Hersh Goldberg-Polin resembles many other teenagers.
The 23-year-old Jerusalem resident has a passion for music, a desire to travel, and plans to attend college after completing his military service. He must first return home, though.
Goldberg-Polin was last seen on October 7, when Hamas militants carried him and other hostages from a music festival where at least 260 people were slaughtered into the back of a pickup.
Rachel Goldberg, his mother, still anticipates his return. “He’s a survivor,” Goldberg said of her son, whose smile glows in family photos from beneath a scant, boyish beard. He’s not like this enormous, hulking person, you know.
But I believe that your mental state is really important in terms of survival, she continued. Goldberg-Polin was born in Berkeley, California, and his family emigrated to Israel when he was 7 years old. He spent hours poring over maps and atlases as a boy, trying to memorize the names of mountains and capital cities since he was curious about the world.
Later, he developed a love for psychedelic trance music and once traveled for nine weeks through six European nations to attend raves.

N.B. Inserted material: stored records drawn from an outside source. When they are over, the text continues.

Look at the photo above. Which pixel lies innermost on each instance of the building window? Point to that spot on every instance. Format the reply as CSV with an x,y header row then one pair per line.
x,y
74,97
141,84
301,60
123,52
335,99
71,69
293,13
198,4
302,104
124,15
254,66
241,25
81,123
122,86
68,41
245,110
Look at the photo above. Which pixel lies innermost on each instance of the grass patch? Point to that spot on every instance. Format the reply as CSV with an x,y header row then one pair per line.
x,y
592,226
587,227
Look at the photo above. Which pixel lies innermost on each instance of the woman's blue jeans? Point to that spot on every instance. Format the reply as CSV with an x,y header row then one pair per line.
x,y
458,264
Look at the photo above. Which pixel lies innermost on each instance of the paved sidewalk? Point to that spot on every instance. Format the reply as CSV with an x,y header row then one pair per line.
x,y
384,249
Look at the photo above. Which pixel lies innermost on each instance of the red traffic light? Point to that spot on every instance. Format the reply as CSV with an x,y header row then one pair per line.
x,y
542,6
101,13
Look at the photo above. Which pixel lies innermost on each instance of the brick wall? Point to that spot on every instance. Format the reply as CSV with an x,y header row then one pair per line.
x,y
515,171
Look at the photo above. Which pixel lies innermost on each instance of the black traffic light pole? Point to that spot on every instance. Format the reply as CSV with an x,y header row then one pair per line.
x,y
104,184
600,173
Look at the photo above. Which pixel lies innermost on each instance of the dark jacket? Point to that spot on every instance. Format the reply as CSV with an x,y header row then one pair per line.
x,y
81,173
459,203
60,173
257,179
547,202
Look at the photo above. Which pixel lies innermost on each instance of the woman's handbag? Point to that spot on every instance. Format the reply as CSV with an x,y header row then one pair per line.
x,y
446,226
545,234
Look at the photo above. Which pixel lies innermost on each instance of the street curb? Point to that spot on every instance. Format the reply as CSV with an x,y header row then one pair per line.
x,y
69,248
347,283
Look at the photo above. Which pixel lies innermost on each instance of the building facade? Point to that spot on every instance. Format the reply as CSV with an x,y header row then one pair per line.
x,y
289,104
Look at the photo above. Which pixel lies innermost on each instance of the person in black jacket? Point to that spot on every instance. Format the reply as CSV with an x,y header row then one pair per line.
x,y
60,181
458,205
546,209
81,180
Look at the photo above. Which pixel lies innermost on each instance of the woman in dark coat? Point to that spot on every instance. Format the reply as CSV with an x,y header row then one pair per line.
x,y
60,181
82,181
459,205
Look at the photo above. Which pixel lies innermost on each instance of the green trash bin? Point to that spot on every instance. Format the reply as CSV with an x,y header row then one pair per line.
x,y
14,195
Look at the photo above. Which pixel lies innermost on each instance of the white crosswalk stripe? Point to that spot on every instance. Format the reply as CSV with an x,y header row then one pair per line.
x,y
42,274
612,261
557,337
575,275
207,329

It is therefore not surprising that he went to the Supernova music festival with several pals, which is touted as a location “where the essence of unity and love combine forces with the best music.”
Gunmen who invaded Israel from the adjacent Gaza Strip destroyed that atmosphere. Witnesses claimed that Goldberg-Polin suffered partial arm loss when the assailants threw explosives into a makeshift shelter where people had sought cover, but he managed to wrap a tourniquet around it and exit the building before being loaded into the vehicle.
The “Bring Hersh Home” campaign has been formed by family and friends on social media in the hopes that he will still be able to embark on a planned backpacking journey through southern Asia.
I want someone to help, and I want someone to help all of those hostages, but it will take the biggest heroism, bravery, and guts.